A major feature of the graph that stands out is the fact that it peaks somewhere around an income level of about a million dollars per year, and then begins to drop off again. Let’s call this “the Romney effect”, where the lower capital gains rate and other tricks allow those with the highest incomes to pay lower percentages of that income in taxes. So if there’s anything that needs fixing in our imaginary simplified tax code, it’s that right there. If we wanted to make the tax code more fair, we could start by leveling off that curve instead of allowing it to go downhill as income climbs.
The next interesting thing to observe about these curves is how they have changed over time. The colour groupings in the graph show periods with similar tax patterns. And we can correlate those historical groupings with actual tax policy changes, as follows:
In dark blue, we have the Clinton era of the late 1990’s. These were the overall highest effective tax collection rates in the time period we’re considering. The available data from the earliest years doesn’t extend as high along the income spectrum, except for the last year of that period, which reveals the same downward curve shown later years. It is probably safe to assume that in the other Clinton years we would see that same trend if we had the data separated as it is in the more recent spreadsheets from the IRS.
The orange curves are a transitional period between the Clinton years and the Bush years. They resemble the Clinton rates, but begin to drop downward at some income levels.
The red curves show the “Bush tax cuts” in full effect, starting in 2003. The effective tax rate percentages are lower at all income levels. That of course translates into vastly more dollars, the higher the income level goes.

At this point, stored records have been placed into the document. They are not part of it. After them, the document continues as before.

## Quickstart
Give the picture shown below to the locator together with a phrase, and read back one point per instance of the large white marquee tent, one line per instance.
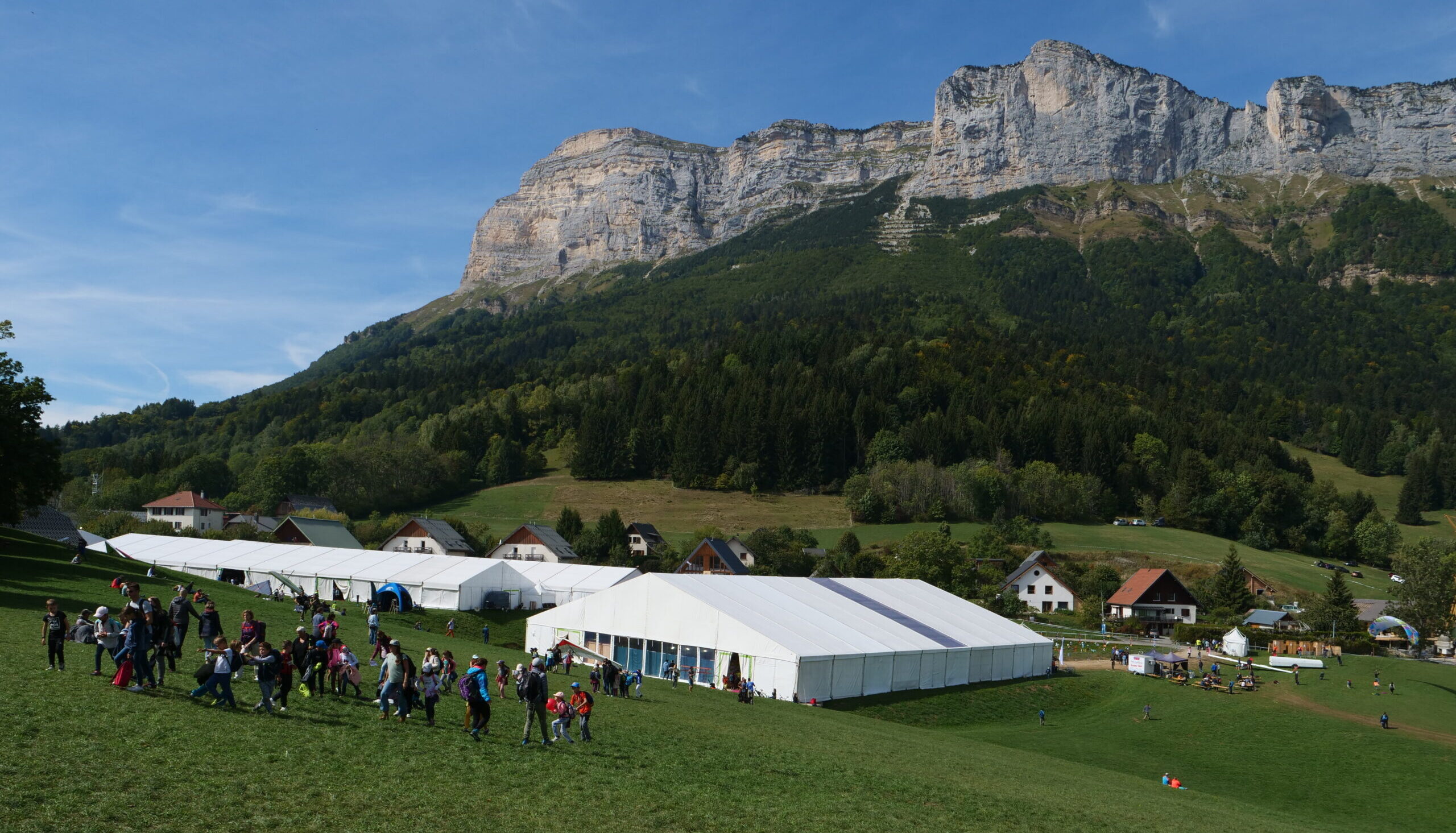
(816, 639)
(449, 582)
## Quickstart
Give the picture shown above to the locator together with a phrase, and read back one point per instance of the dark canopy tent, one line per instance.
(394, 598)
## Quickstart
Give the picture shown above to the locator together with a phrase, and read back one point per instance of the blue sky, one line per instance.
(197, 198)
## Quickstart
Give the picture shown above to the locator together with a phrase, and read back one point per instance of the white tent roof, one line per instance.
(436, 571)
(812, 618)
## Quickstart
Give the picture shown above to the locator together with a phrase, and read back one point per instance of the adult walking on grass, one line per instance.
(53, 635)
(209, 625)
(533, 691)
(267, 666)
(220, 682)
(392, 673)
(478, 698)
(180, 611)
(581, 702)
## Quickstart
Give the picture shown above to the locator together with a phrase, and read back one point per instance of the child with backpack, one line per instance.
(267, 666)
(561, 727)
(53, 634)
(475, 691)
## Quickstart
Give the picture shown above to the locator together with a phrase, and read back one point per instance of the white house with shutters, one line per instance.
(1036, 583)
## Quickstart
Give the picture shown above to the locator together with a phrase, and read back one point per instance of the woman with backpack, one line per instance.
(561, 727)
(108, 637)
(477, 694)
(209, 625)
(430, 686)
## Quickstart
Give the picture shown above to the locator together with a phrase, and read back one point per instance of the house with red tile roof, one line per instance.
(1156, 598)
(185, 510)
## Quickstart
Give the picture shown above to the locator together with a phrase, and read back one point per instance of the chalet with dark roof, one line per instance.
(1156, 598)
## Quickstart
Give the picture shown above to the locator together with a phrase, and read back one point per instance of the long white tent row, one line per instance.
(814, 639)
(448, 582)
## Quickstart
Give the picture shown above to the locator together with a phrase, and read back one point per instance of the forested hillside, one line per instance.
(991, 370)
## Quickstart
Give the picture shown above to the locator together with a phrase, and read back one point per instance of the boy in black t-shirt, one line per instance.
(53, 632)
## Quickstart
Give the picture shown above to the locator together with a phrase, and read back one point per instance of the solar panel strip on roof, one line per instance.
(890, 614)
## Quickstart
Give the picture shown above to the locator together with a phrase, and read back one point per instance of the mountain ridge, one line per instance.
(1064, 115)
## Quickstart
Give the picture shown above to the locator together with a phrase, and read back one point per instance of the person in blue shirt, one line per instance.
(478, 705)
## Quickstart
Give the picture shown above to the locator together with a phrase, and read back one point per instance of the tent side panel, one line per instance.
(849, 678)
(1004, 662)
(932, 670)
(880, 673)
(957, 666)
(816, 678)
(908, 670)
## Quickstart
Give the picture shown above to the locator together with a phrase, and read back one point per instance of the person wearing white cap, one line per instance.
(108, 637)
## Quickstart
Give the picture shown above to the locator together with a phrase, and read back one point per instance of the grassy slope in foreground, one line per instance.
(669, 762)
(1279, 749)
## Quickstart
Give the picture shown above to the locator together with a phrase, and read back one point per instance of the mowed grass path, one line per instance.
(1280, 749)
(82, 755)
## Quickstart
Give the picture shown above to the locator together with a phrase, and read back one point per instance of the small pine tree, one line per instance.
(1408, 506)
(568, 523)
(1229, 589)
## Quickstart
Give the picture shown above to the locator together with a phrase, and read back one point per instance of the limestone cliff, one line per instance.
(1062, 115)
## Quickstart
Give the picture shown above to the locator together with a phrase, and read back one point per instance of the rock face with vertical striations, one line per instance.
(1062, 117)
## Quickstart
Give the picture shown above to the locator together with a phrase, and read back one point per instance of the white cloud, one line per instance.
(230, 382)
(1163, 16)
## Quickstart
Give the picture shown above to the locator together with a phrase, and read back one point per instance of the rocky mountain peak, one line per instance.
(1064, 115)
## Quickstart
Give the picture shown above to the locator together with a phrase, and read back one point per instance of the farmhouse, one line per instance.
(813, 639)
(713, 557)
(428, 535)
(643, 539)
(1037, 585)
(742, 551)
(535, 542)
(455, 583)
(1156, 598)
(185, 510)
(315, 532)
(1272, 621)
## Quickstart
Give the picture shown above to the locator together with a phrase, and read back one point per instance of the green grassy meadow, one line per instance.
(967, 758)
(677, 512)
(1385, 491)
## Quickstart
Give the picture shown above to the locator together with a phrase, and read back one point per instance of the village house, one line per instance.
(1036, 583)
(713, 557)
(428, 536)
(185, 510)
(1260, 619)
(1156, 598)
(535, 542)
(315, 532)
(643, 539)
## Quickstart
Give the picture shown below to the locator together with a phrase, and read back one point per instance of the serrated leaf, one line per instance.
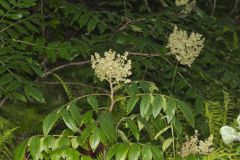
(108, 127)
(68, 120)
(145, 104)
(86, 158)
(157, 105)
(146, 152)
(91, 25)
(161, 132)
(49, 122)
(157, 153)
(102, 27)
(19, 153)
(34, 93)
(74, 143)
(92, 100)
(187, 112)
(133, 127)
(35, 147)
(63, 142)
(94, 141)
(48, 142)
(170, 109)
(132, 101)
(12, 2)
(166, 144)
(111, 151)
(83, 20)
(134, 152)
(123, 136)
(121, 152)
(5, 4)
(75, 113)
(5, 79)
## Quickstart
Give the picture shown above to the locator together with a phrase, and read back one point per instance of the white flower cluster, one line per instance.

The light blue curves show an interesting phenomenon — a two-year drop in tax rates that is most pronounced for incomes under $100,000. This this the tangible effect of the “Obama tax cuts”, the stimulus that reduced taxes for middle-class earners in 2009 and 2010. After 2010, the trend returns to where it was before the stimulus.
And then we come to the yellow curves, the three most recent years that we currently have data for. These reflect the “fiscal cliff” legislation of 2012, which increased the top tax rates. These curves look like the Bush tax code for lower incomes, and like the Clinton tax code for higher incomes. And that seems about right — this is the most steeply progressive tax code we have had in the period from 1996 to 2015. It gives the middle class a break, and collects more of the government’s revenue from those who can spare more. It’s still defective — it still curves downward on the right edge, but that bug could be fixed.

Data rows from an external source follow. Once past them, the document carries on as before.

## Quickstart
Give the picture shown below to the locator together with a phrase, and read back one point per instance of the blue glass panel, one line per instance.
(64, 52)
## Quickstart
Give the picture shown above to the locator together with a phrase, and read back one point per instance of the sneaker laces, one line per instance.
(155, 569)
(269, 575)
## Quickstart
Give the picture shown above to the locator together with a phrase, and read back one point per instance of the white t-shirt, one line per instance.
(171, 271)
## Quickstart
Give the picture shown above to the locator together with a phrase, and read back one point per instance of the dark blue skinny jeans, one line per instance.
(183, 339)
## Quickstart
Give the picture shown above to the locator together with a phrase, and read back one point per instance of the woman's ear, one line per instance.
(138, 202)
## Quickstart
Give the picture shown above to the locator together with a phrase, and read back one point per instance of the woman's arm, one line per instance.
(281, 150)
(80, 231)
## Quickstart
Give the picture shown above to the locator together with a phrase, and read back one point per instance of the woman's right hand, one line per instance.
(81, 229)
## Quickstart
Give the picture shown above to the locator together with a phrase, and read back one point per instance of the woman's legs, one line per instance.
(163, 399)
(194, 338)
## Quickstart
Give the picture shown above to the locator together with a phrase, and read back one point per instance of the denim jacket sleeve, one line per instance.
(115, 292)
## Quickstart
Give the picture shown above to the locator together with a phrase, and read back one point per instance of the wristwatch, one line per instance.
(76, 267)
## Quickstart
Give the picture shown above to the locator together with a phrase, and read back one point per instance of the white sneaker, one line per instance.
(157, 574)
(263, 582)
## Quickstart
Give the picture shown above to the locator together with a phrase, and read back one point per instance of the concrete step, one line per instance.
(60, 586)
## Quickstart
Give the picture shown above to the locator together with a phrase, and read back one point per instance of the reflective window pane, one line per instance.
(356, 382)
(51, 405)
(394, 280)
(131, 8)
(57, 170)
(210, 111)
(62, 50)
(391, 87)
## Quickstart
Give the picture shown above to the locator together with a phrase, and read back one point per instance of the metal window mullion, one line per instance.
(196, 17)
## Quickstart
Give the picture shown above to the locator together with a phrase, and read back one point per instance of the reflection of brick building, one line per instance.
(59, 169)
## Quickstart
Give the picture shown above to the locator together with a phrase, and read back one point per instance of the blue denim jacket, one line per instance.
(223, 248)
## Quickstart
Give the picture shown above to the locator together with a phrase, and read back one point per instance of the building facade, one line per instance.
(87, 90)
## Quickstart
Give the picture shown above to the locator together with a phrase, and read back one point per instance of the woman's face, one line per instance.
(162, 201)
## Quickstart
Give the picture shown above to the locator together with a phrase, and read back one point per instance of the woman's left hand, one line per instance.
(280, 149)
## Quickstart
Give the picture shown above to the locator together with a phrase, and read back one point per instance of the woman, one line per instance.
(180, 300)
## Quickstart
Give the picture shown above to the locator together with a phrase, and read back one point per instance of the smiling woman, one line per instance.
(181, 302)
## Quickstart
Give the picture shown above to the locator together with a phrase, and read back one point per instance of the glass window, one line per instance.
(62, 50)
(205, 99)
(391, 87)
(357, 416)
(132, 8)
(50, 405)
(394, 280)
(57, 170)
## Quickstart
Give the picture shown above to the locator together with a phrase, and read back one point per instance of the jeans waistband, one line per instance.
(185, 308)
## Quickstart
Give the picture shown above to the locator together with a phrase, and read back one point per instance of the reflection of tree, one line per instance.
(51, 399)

And that’s where we stand today. This is the tax policy we’re leaving behind, the one the Republican congress decided needed fixing. They didn’t simplify it by eliminating loopholes and complexity and applying the above curves across the board for all income. They changed the rules to help out higher incomes the most, borrowing money from our future revenues. And just as every previous major change in tax policy is vividly revealed in the SOI data, we can assume the new tax code will show up too, starting in 2018. Then we’ll really know, with real empirical data, who’s paying what under this new tax code.

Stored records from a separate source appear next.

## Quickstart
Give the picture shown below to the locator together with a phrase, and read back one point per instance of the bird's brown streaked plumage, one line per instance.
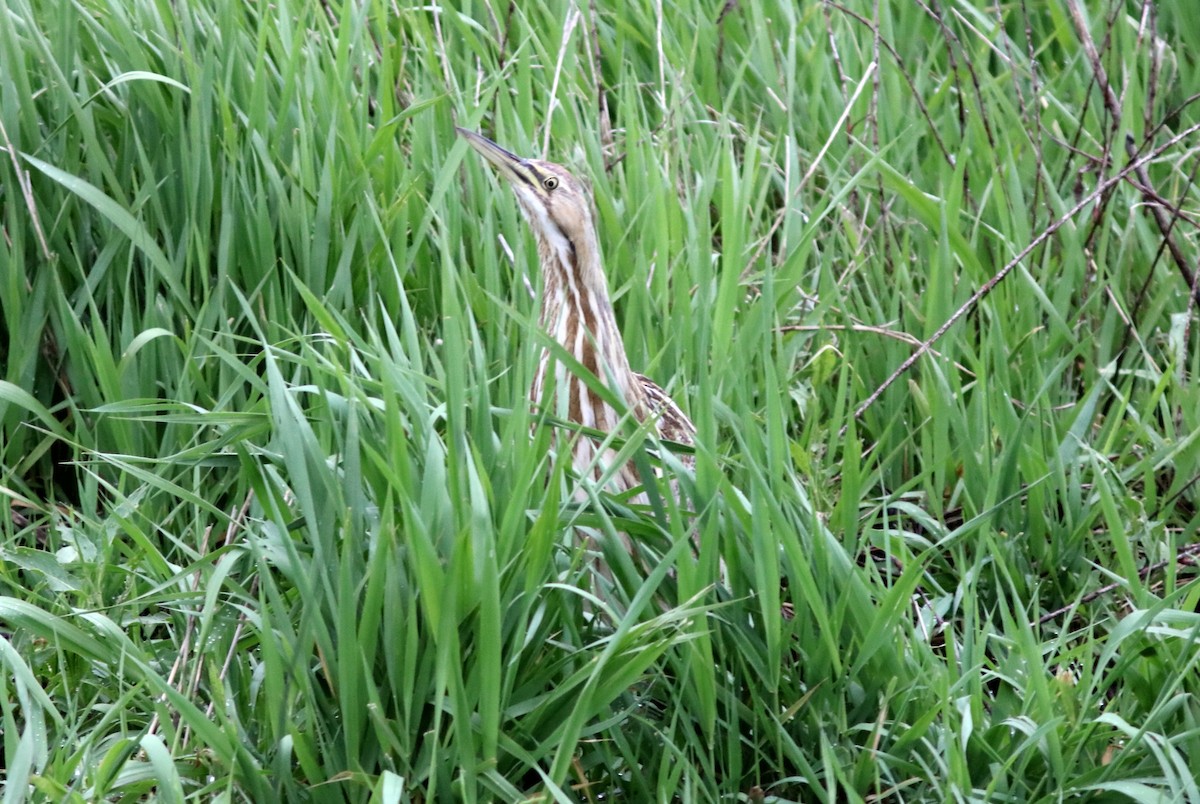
(577, 312)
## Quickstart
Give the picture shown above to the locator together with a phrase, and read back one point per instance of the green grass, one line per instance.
(277, 528)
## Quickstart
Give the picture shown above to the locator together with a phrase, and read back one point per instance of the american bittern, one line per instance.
(576, 312)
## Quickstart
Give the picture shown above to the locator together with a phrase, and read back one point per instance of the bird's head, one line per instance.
(557, 205)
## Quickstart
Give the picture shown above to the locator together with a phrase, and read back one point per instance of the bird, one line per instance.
(576, 311)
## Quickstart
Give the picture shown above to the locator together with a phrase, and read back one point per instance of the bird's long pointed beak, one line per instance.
(511, 167)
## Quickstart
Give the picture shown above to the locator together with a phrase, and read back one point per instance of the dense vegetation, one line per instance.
(276, 525)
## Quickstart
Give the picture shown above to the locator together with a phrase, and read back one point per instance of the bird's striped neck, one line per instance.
(577, 313)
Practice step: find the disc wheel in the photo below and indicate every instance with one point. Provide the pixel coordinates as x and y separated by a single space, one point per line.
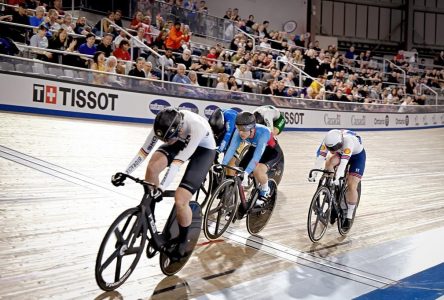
343 213
258 218
120 250
221 210
319 214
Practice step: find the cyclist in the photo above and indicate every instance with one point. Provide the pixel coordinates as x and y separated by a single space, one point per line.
263 154
222 123
186 136
346 149
271 117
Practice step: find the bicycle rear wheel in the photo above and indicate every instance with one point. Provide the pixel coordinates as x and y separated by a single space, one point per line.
221 210
343 213
169 267
319 214
120 249
257 218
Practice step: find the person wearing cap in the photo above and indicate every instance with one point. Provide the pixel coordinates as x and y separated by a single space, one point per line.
39 40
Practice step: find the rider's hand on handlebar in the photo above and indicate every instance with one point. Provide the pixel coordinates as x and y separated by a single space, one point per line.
118 179
245 179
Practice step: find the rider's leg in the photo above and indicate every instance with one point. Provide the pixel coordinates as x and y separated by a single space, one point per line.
332 161
157 164
260 173
351 195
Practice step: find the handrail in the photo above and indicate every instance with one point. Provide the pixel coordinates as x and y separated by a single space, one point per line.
142 44
431 90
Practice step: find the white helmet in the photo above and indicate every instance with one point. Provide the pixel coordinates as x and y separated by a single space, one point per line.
334 140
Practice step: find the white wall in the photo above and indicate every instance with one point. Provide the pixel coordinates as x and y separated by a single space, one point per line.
276 11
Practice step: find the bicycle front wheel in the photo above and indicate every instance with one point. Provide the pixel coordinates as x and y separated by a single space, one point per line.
221 210
319 214
121 249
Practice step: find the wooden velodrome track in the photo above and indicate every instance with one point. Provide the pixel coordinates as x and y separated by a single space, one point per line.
56 202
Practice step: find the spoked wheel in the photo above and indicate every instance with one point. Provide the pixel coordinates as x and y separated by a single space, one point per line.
257 218
221 210
319 214
121 249
170 267
343 213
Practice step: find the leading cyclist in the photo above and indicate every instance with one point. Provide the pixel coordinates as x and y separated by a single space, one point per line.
186 136
346 148
261 156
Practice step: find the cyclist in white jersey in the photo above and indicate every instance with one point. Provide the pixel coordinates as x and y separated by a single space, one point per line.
346 149
186 136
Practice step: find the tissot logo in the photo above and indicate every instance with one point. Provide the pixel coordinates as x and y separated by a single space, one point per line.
358 120
54 95
382 121
335 120
294 118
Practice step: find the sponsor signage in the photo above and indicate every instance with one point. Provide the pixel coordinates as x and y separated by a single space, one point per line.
40 95
80 98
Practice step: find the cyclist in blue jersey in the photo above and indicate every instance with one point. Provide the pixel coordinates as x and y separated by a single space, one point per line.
223 124
263 154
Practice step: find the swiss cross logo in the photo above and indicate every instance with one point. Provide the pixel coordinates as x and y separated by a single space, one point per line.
51 94
47 94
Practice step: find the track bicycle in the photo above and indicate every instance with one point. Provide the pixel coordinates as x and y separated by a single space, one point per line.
328 204
229 203
124 242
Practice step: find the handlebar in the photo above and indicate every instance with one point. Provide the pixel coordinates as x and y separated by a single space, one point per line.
322 171
235 169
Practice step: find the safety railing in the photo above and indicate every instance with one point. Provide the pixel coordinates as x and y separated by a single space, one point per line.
53 71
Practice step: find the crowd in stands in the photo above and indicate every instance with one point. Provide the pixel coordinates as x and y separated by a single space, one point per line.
273 64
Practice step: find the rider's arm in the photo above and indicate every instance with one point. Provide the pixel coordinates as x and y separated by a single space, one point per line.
230 127
345 157
260 148
149 144
321 156
235 142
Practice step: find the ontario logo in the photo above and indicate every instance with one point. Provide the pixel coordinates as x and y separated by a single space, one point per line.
189 106
209 110
157 105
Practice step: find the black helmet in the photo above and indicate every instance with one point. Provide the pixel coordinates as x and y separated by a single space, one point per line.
245 121
167 124
217 122
259 118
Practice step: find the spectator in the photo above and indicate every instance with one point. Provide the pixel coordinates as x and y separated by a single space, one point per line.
39 17
244 78
137 21
98 64
67 23
57 5
81 26
180 77
137 71
148 69
185 59
222 82
39 40
192 75
106 45
175 38
88 47
118 18
53 21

If we wanted a simpler tax code that wasn’t redistributive, providing different gains or losses at different income levels, we would expect that the curve wouldn’t move between the old and new policy — it should collect the same amount of tax from each income band, just doing it with a simpler formula. It’s easy enough to compute the above curves. If we wanted a simple tax code, we could start right there, treating all income the same and taxing it at the same rates as our imaginary empirical tax code of 2015.